Professor Young and his colleague, Flinders University’s Dr Erin Symonds, presented their findings at the Australian Gastroenterological Week Conference in Adelaide this month.
“Given that 40 per cent or more of patients in remission from CRC following initial treatment will develop recurrence, improved surveillance methods that accurately detect recurrence are essential for improving outcomes for patients,” says Professor Young, who played a fundamental role in establishing the Flinders Centre for Innovation in Cancer (FCIC).
“Data from this study reinforce previous findings that circulating tumour-derived DNA can be reliably detected in CRC patients with recurrence. Furthermore, the results suggest that when used in ongoing surveillance of cases in remission, a positive BCAT1/IKZF1 test has the potential to establish a new approach for earlier detection of recurrent CRC by detecting more unsuspected recurrences and triggering earlier imaging studies.
“Additional prospective studies of the methylated BCAT1/IKZF1 test compared with CEA are ongoing.”
When diagnosed early, before cancer has spread, the relative five-year survival rate for CRC is 90 per cent, but only approximately four out of 10 CRC cases are detected early.
Among individuals undergoing surgical treatment for CRC, recurrence occurs in 30 to 40 per cent of all cases, the majority of which present in the first two to three years following initial diagnosis and treatment.
This study compared the sensitivity and specificity of the two-gene blood test for tumour-derived methylated BCAT1 and IKZF1 with those of CEA in patients undergoing surveillance for recurrent CRC following induction of remission.
Recurrence was assessed by clinical findings, Blood testing and periodic computed tomographic surveillance scans. A total of 357 volunteers were recruited. Recurrence status could be established for 220 subjects, of which 122 had blood samples available for analysis.
Of the 122 participants evaluated, 28 had recurrence and 94 had no clinically-detectable disease.

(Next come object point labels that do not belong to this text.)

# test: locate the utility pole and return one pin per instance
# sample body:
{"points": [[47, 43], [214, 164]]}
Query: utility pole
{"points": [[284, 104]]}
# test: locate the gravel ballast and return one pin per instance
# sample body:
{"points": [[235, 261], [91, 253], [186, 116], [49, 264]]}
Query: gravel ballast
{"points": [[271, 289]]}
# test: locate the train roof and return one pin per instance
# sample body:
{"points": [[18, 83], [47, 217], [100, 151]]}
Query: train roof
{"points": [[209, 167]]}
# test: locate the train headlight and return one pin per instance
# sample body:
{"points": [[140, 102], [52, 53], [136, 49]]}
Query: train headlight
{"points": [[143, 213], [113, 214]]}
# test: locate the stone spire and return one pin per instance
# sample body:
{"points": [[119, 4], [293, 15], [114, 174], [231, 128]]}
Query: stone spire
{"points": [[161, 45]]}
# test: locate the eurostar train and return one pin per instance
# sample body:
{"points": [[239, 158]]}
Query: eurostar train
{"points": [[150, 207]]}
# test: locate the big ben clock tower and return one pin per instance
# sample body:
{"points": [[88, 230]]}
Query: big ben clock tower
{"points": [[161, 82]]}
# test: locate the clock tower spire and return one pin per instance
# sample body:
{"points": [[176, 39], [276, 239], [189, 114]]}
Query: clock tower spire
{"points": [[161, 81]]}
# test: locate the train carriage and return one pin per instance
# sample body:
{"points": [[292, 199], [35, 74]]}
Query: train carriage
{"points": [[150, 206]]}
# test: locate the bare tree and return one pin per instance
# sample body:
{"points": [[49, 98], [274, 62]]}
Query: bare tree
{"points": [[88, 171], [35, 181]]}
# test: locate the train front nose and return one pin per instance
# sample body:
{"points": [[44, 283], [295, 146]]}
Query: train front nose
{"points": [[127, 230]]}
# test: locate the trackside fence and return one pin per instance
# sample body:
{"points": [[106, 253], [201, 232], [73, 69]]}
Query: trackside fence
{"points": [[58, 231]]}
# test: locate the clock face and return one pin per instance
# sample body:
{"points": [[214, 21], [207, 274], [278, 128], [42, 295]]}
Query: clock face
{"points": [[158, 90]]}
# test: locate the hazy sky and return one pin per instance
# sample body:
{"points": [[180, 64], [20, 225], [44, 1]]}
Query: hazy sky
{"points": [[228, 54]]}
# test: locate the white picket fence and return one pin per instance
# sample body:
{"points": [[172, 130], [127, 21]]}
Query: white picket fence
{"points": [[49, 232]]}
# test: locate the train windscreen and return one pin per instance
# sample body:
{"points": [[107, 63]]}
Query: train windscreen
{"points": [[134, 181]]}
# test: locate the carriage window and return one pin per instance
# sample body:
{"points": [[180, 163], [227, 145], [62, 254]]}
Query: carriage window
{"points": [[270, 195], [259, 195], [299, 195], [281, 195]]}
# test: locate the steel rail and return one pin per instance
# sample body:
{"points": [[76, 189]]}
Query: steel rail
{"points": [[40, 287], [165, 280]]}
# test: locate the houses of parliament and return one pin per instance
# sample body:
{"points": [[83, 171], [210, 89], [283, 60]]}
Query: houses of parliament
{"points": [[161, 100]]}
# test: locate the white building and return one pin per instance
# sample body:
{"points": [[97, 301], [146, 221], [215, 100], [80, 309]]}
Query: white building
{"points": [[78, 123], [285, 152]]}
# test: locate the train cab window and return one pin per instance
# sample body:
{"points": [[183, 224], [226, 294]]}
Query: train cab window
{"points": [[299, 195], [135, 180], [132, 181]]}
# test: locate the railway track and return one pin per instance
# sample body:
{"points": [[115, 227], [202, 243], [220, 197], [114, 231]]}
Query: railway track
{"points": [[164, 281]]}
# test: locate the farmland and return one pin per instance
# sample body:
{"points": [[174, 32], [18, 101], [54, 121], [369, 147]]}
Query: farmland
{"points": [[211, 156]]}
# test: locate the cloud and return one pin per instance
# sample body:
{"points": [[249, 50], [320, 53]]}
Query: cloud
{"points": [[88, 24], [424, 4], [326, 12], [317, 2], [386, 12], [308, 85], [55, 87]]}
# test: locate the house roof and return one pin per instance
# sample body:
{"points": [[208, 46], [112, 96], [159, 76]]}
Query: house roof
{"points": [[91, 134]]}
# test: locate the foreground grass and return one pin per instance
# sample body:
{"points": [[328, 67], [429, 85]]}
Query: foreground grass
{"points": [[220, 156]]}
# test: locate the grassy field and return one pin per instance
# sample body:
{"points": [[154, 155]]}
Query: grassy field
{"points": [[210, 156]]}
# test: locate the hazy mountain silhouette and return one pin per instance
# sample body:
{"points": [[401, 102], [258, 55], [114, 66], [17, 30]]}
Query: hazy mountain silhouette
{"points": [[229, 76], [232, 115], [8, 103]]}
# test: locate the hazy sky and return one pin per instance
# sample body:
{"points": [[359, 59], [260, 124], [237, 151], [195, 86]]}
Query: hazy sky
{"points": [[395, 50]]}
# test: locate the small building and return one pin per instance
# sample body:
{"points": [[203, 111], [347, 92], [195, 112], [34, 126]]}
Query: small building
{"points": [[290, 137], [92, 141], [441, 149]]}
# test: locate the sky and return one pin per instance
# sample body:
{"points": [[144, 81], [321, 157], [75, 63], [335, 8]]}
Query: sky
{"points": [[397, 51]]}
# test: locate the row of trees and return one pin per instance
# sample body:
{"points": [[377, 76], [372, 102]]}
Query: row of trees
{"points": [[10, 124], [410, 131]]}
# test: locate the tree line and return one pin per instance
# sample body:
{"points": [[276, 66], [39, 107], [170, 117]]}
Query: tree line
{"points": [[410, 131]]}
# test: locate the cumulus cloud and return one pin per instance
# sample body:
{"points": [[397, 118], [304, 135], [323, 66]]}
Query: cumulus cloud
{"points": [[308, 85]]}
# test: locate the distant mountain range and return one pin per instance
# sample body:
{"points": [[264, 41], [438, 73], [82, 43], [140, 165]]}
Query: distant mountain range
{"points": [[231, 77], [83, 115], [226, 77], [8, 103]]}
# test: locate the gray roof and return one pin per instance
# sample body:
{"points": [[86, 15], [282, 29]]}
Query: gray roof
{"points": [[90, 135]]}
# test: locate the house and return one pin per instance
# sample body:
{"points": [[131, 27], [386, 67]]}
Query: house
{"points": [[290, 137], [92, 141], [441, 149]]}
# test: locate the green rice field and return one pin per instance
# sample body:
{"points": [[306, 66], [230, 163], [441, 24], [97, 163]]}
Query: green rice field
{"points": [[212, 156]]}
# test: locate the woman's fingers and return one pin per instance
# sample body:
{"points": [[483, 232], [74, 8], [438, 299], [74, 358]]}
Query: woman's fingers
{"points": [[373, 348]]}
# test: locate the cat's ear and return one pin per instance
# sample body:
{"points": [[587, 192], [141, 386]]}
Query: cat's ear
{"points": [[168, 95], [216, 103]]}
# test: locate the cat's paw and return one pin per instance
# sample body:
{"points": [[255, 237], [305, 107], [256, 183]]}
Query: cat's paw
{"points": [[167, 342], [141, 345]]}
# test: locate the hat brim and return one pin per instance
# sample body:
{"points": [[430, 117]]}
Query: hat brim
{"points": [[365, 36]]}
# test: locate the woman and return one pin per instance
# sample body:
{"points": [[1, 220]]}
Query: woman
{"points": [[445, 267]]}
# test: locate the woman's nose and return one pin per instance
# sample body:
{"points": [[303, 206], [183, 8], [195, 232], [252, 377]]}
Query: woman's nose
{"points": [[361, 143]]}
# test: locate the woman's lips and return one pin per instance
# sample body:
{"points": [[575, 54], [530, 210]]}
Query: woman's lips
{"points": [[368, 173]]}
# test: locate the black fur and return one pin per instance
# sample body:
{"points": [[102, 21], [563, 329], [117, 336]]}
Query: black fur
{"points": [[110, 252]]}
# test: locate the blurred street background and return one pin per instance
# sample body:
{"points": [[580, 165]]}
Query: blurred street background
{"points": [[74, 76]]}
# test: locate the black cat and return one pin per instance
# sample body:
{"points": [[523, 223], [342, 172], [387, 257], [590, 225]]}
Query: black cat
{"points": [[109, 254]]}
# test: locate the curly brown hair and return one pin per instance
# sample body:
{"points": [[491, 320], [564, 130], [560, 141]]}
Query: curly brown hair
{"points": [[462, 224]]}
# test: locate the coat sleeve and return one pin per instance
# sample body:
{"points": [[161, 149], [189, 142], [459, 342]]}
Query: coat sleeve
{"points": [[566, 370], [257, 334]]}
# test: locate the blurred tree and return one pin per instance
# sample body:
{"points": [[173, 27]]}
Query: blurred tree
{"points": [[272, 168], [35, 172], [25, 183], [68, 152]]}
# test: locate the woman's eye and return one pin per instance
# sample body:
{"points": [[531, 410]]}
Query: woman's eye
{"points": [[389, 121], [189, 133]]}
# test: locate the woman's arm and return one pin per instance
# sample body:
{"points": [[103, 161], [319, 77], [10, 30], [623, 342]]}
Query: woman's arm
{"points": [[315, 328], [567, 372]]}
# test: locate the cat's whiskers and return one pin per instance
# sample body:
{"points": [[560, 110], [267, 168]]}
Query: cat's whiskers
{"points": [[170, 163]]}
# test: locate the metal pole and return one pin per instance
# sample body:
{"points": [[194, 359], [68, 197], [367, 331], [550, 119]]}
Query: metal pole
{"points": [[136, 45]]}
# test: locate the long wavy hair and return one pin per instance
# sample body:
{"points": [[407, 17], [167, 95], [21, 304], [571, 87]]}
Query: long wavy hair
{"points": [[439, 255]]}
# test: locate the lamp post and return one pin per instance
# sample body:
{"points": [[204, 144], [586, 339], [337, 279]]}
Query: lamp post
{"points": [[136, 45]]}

Among those with recurrent disease, 67.9 per cent were positive for methylated BCAT1/IKZF1 (ie marker was detectable) while only 32.1 per cent were positive for CEA (>5 microg/L), representing a significant two-fold sensitivity improvement with the two-gene test.
Among the 94 patients without clinically detectable recurrence there was no significant difference in the percentage positive (the false-positive rate) for methylated BCAT1/IKZF1 test compared to CEA.
Sensitivity estimates of the methylated BCAT1/IKZF1 test were 75 per cent and 66.7 per cent for local and distant recurrence, respectively, compared with 50 per cent and 29.2 per cent for CEA.
Nine patients were positive for both tests, while the two-gene test detected an additional 10 cases that CEA failed to detect in the blood sample collected closest to the time of radiologic assessment for recurrence.
“An inability to detect early molecular changes consistent with underlying tumour progression can result in recurrent colorectal cancer going undetected or being discovered in the later stages of disease when clinical intervention is less likely to be effective,” says Professor Young.
“We believe the two-gene test has the potential to fill an urgent and unmet clinical need, and are committed to advancing its clinical development as a new tool for improving patient outcomes.”